Direct exposure to high doses of radiation, or even long‐term exposure to lower occupational doses negatively impacts human health, and can cause a wide range of medical conditions. Therefore, monitoring radiation exposure among individuals who may be subjected to radiation is a crucial aspect of public health. A convenient way to monitor radiation is donning a small, personal, wearable dosimeter. Personnel radiation dosimeters, i.e. “radiation badges”, are based on inorganic materials that respond to ionizing radiation by creating a charge that can be subsequently measured either through electrical or optical methods. But here’s the catch: the person would have to wear the sensor for several weeks and then send it to a lab to be read out.
The progress of innovations in the field of radiation dosimetry has been very slow, and most of the current methods have roots going back several decades.
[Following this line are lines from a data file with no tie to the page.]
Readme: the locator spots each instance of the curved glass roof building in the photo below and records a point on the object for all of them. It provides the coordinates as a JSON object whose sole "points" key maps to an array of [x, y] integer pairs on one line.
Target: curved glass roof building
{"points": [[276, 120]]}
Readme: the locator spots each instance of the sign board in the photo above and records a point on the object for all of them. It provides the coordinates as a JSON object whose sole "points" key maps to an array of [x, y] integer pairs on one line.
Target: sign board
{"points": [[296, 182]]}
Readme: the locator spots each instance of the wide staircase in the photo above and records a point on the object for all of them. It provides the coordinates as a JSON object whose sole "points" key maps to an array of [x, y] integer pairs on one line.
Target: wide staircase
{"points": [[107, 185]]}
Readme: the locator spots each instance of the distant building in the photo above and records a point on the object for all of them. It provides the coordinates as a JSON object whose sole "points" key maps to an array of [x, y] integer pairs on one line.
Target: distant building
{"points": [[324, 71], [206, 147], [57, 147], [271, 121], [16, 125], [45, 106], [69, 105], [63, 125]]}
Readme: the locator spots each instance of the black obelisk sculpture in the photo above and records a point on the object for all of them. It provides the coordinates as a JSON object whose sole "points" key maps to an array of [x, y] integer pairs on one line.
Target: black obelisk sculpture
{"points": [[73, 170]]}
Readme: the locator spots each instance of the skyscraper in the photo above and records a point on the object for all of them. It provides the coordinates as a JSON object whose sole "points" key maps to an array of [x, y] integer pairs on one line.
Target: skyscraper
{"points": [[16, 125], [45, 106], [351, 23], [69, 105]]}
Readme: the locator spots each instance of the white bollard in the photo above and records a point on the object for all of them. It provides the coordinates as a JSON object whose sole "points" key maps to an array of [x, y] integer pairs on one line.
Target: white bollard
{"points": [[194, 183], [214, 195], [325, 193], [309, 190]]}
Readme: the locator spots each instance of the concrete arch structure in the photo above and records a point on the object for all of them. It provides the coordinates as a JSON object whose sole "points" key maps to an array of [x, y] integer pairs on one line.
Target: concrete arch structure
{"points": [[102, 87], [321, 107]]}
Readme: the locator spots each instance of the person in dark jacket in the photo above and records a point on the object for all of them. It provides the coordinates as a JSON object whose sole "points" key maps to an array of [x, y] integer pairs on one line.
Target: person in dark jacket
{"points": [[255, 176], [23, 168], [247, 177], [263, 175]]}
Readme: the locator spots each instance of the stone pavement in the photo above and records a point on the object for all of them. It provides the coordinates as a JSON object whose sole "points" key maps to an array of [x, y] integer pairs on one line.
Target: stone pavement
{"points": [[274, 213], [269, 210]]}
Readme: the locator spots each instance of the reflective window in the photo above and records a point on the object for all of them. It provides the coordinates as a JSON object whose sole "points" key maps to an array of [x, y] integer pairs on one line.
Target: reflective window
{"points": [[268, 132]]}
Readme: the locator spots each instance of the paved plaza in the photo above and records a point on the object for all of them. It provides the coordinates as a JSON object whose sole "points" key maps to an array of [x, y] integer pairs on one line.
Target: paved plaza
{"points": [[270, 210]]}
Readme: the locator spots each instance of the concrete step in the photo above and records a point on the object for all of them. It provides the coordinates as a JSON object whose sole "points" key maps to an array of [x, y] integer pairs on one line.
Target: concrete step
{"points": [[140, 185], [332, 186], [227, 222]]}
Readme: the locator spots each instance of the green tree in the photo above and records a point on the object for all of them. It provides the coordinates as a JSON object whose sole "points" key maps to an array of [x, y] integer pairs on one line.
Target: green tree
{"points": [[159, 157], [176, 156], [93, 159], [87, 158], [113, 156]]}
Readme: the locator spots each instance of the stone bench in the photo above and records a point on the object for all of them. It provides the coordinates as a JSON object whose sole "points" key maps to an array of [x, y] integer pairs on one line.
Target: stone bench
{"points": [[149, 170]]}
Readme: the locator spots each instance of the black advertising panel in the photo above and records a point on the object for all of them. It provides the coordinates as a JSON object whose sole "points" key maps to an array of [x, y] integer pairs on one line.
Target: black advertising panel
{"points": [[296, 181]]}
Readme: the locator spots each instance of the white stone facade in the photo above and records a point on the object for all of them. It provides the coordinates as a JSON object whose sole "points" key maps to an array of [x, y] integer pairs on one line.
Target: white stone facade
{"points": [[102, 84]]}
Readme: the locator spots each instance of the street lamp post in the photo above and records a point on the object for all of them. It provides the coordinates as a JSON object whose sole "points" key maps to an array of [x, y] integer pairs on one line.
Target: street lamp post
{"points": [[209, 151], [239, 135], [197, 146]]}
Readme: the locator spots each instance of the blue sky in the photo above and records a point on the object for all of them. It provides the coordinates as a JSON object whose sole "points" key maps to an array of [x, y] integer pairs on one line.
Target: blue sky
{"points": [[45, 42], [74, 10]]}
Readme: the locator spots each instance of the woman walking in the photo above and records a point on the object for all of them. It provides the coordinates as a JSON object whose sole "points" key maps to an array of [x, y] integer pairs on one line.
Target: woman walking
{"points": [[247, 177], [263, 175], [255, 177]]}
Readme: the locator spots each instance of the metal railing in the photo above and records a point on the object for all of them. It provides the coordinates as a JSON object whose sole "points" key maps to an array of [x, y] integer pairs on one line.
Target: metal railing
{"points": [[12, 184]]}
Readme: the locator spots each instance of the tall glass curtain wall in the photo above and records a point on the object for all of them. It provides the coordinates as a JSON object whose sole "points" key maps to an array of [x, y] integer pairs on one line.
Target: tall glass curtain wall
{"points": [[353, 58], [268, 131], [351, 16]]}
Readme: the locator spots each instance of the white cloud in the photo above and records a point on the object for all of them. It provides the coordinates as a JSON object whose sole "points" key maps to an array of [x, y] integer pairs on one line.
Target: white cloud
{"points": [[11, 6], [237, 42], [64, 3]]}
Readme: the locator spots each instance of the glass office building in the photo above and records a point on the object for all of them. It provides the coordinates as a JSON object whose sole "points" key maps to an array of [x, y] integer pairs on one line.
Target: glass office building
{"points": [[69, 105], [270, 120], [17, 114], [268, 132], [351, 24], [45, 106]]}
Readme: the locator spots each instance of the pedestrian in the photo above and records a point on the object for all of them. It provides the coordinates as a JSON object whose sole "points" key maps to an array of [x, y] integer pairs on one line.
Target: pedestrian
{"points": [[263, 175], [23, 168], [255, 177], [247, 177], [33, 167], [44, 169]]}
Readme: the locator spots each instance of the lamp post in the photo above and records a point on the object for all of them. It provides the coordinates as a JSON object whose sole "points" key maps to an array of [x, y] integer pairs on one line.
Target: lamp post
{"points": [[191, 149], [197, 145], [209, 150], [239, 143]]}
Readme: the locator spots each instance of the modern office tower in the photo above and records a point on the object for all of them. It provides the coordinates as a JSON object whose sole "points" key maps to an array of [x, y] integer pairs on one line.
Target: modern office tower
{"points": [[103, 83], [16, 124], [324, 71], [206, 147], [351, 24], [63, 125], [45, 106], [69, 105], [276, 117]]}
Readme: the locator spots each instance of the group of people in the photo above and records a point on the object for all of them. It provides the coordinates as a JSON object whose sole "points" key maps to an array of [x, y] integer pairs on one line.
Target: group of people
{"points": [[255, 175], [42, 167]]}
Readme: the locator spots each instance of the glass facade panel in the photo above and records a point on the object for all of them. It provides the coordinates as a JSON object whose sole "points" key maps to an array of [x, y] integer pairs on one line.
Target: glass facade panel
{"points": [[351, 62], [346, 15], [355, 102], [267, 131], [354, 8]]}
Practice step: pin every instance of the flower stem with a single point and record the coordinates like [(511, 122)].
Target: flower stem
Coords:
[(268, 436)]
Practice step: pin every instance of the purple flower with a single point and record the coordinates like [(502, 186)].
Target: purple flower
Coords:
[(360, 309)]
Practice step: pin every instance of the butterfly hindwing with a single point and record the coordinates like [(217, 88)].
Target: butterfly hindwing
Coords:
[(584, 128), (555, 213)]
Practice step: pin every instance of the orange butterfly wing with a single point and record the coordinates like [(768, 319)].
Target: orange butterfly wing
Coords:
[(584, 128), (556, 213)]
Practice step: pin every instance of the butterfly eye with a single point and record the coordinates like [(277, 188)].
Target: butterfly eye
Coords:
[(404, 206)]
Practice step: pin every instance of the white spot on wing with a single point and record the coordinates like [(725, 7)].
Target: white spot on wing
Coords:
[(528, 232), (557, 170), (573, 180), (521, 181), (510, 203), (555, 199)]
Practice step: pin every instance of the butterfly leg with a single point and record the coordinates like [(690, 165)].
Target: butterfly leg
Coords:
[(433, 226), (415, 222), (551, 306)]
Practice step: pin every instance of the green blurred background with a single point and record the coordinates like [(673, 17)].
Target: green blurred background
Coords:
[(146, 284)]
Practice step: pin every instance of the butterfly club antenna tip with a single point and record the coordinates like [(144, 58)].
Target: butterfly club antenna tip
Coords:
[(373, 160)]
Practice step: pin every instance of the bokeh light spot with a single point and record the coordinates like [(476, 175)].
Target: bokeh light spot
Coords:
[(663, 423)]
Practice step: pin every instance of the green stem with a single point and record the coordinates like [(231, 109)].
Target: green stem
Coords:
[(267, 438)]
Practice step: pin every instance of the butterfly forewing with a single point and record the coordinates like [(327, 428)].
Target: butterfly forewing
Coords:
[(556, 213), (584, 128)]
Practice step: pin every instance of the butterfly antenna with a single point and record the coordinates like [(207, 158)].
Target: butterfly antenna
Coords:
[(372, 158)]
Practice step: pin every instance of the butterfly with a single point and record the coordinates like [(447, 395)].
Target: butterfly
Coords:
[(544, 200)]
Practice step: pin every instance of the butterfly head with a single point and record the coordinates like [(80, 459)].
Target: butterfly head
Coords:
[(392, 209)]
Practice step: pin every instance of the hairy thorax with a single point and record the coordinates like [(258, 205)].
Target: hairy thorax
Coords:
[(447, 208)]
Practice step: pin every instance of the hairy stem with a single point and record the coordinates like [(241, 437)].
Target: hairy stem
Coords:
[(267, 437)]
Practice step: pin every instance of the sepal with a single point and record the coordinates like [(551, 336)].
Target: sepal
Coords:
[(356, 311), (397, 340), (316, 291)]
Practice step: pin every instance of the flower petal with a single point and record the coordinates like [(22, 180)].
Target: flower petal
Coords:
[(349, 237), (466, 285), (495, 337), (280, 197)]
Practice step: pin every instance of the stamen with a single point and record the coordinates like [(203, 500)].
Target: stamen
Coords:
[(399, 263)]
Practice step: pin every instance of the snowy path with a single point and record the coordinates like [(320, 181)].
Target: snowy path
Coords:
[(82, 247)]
Moreover, these devices are expensive and not easy to use (they require sophisticated readouts that are typically performed by the company selling them). To solve this problem, a team of scientists from Purdue University set out to create low cost, wearable, and disposable sensors that could yield radiation dose measurements within a day. In addition, they wanted to see if biological microorganisms (yeast) could be used as the sensing material within the dosimeter. Like canaries in a coal mine, the readout would simultaneously provide a biological correlation.
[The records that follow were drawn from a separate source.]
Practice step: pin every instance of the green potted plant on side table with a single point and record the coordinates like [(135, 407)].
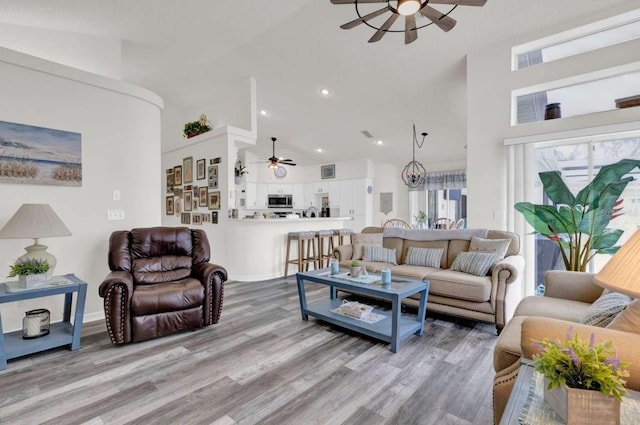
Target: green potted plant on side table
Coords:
[(31, 272), (583, 380)]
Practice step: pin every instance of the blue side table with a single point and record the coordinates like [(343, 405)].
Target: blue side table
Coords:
[(12, 344)]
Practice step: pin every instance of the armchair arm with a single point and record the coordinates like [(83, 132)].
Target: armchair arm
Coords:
[(117, 289), (576, 286), (212, 276), (627, 344), (343, 252), (506, 292)]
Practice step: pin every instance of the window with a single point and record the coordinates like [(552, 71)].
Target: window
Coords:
[(578, 162), (590, 37)]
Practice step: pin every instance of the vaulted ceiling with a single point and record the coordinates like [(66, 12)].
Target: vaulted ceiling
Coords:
[(295, 47)]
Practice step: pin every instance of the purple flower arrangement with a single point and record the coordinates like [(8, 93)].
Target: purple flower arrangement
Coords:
[(582, 364)]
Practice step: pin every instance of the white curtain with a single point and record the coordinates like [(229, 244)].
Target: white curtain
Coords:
[(440, 180)]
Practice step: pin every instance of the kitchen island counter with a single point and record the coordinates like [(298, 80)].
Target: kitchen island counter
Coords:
[(259, 245)]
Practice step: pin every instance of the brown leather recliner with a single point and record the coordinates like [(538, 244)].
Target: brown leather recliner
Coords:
[(160, 283)]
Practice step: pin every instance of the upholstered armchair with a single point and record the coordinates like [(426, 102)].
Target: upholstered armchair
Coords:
[(160, 283)]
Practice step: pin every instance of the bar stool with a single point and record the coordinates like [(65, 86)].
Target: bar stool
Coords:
[(304, 259), (324, 240), (341, 234)]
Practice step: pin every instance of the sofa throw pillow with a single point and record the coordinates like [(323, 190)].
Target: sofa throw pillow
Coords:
[(359, 240), (499, 247), (477, 263), (426, 257), (629, 319), (379, 254), (605, 309)]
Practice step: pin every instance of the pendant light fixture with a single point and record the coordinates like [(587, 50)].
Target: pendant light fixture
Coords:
[(413, 174)]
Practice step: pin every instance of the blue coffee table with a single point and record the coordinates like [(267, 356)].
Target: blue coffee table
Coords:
[(390, 329)]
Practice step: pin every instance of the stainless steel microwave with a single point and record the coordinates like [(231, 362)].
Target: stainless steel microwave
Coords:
[(280, 201)]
The sensor is a film‐type device fabricated on a paper substrate with yeast (Saccharomyces cerevisiae) cells patterned between two electrodes. Exposing a (dry) sensor to high energy ionizing radiation (e.g., gamma rays or UV) causes damage to the proteins and DNA of the yeast, which in turn interferes with the metabolic processes involved in glucose fermentation once the yeast is activated with water. The impairment is detectable as a decrease in the electrical conductivity (when compared with nonirradiated yeast) and is proportional to the radiation dose exposure.
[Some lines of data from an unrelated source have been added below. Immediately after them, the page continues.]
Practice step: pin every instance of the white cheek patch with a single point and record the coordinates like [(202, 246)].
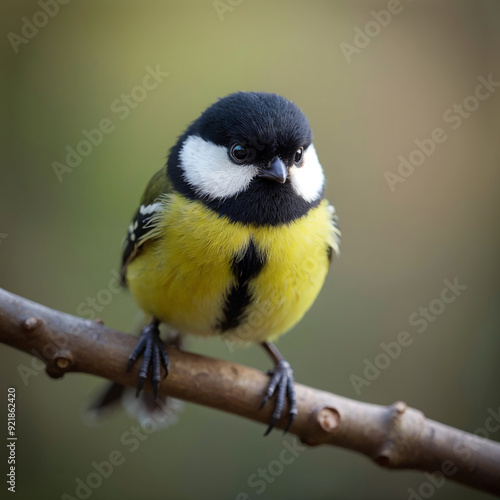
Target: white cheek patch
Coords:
[(209, 170), (308, 180)]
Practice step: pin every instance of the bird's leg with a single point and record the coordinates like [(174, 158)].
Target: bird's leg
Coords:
[(155, 355), (282, 384)]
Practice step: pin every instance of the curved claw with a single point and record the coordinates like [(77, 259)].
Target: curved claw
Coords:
[(282, 384), (154, 356)]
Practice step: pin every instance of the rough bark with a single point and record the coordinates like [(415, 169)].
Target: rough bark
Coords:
[(395, 436)]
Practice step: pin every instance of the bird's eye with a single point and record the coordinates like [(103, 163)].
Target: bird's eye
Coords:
[(297, 159), (239, 153)]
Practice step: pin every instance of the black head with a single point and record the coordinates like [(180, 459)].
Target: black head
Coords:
[(249, 156)]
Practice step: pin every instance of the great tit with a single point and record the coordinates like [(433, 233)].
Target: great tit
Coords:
[(233, 237)]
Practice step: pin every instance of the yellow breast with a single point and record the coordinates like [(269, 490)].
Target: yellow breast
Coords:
[(185, 276)]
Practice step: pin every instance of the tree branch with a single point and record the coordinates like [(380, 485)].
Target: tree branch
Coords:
[(395, 436)]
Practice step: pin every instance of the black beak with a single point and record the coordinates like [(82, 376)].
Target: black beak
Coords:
[(276, 171)]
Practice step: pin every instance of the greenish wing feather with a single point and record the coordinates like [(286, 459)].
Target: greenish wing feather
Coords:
[(334, 239), (143, 222)]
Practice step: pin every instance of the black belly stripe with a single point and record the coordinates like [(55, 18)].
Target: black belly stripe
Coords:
[(238, 299)]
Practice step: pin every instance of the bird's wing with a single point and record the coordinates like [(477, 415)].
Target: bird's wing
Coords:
[(334, 239), (143, 225)]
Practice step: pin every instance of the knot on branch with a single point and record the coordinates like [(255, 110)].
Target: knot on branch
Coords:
[(52, 353), (403, 427), (323, 422)]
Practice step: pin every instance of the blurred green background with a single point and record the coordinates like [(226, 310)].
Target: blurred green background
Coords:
[(61, 241)]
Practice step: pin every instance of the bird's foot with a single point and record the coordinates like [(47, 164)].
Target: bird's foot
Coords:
[(155, 356), (281, 383)]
The low cost of yeast combined with the printing fabrication method results in the creation of very inexpensive and disposable badges that can be used in personnel dosimetry in healthcare and nuclear industry applications. “These results showcase the potential of this method for the fabrication of flexible electronics in the near future.” concludes Prof. Babak Ziaie. In addition, these sensors can be fabricated in large area formats using roll-to-roll and other flexible substrate printing technologies. The next challenges to be overcome are related to the scale up manufacturing, packaging, and development of handheld readout units.